In Situ Measurements of Cross-bridge Dynamics and Lattice Spacing in Diabetic Rat Hearts using X-ray Diffraction

      Independent of hypertension and coronary artery disease diabetes is associated with a specific diabetic cardiomyopathy. The use of synchrotron radiation (SR) as a source for small-angle X-ray diffraction allows the assessment of myocyte cross-bridge dynamics in situ and in real time. This study aimed to investigate cross-bridge dynamics and myosin interfilament lattice spacing, in situ, in diabetic rat hearts using SR.

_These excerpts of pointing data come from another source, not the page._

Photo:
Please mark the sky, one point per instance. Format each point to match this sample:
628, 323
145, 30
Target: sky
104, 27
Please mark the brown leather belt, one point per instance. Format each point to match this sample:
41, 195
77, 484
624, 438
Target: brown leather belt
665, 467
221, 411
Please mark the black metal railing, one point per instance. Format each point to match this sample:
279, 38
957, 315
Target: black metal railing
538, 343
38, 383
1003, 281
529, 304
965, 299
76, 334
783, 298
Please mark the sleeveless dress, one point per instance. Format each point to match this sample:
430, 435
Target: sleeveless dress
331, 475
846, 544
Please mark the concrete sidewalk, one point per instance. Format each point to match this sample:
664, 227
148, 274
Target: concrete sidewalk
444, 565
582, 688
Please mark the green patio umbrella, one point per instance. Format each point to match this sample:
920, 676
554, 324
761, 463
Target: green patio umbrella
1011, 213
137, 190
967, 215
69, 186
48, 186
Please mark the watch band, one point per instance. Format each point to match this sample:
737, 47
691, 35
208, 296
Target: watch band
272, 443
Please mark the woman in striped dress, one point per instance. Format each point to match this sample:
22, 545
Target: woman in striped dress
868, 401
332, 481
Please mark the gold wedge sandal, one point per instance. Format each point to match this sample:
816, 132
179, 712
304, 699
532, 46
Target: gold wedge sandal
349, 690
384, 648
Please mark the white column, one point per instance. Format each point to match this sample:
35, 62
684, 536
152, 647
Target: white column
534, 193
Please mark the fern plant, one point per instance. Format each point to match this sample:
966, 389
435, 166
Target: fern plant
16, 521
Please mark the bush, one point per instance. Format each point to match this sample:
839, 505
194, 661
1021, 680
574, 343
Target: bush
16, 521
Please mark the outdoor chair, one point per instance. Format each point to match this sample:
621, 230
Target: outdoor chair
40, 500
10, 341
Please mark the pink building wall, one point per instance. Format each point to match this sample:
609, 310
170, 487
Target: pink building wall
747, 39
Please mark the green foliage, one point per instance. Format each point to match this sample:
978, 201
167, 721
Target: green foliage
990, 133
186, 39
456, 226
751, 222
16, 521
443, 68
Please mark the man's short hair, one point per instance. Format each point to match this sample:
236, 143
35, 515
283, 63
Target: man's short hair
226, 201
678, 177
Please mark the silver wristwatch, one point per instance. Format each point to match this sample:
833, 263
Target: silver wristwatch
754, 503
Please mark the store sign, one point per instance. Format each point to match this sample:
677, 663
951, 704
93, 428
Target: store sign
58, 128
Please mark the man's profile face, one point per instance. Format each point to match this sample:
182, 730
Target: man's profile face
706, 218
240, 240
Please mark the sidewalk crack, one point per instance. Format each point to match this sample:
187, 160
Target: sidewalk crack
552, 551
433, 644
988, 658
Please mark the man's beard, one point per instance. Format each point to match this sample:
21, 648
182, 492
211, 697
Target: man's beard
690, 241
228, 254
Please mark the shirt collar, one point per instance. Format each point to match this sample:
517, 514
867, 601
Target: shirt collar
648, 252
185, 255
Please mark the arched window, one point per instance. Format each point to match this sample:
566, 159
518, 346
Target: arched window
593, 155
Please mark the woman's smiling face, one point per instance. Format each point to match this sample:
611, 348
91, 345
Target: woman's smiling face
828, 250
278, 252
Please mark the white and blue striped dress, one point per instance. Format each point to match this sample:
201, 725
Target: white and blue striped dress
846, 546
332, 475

      Experiments were conducted at the Japanese Synchrotron, SPring-8 using anaesthetised Sprague–Dawley rats three weeks after treatment with either vehicle (control) or streptozotocin (diabetic; 65 mg/kg i.p.). Rats were thoracotomised and myocardial diffraction patterns were digitally recorded. Cardiac function was assessed simultaneously via cardiac catheterisation of the left ventricle (LV).
      Preliminary analysis of our data shows that cross-bridge cycling in the beating hearts of diabetic rats is abnormal in the diastolic phase. Furthermore, recordings obtained from the anterior and posterior walls of the LV in diabetic rats at different depths within the myocardium reveals a transmural gradient of contractile depression not observed in controls. At progressively deeper layers within the diabetic heart wall (subepicardium and endocardial layers) diastolic intensity ratio (I1,0/I1,1) is elevated 4.0–8.0 versus 2.0–3.0 in controls, and is higher than that previously reported for resting muscle or arrested hearts 3.0–3.5. This suggests that in diabetic hearts myosin heads are forced further from actin filaments during diastole than normal.
      Using synchrotron X-ray diffraction in situ, this preliminary analysis uncovers for the first time a significant impairment in the regulation of myosin head order in diabetic hearts during relaxation.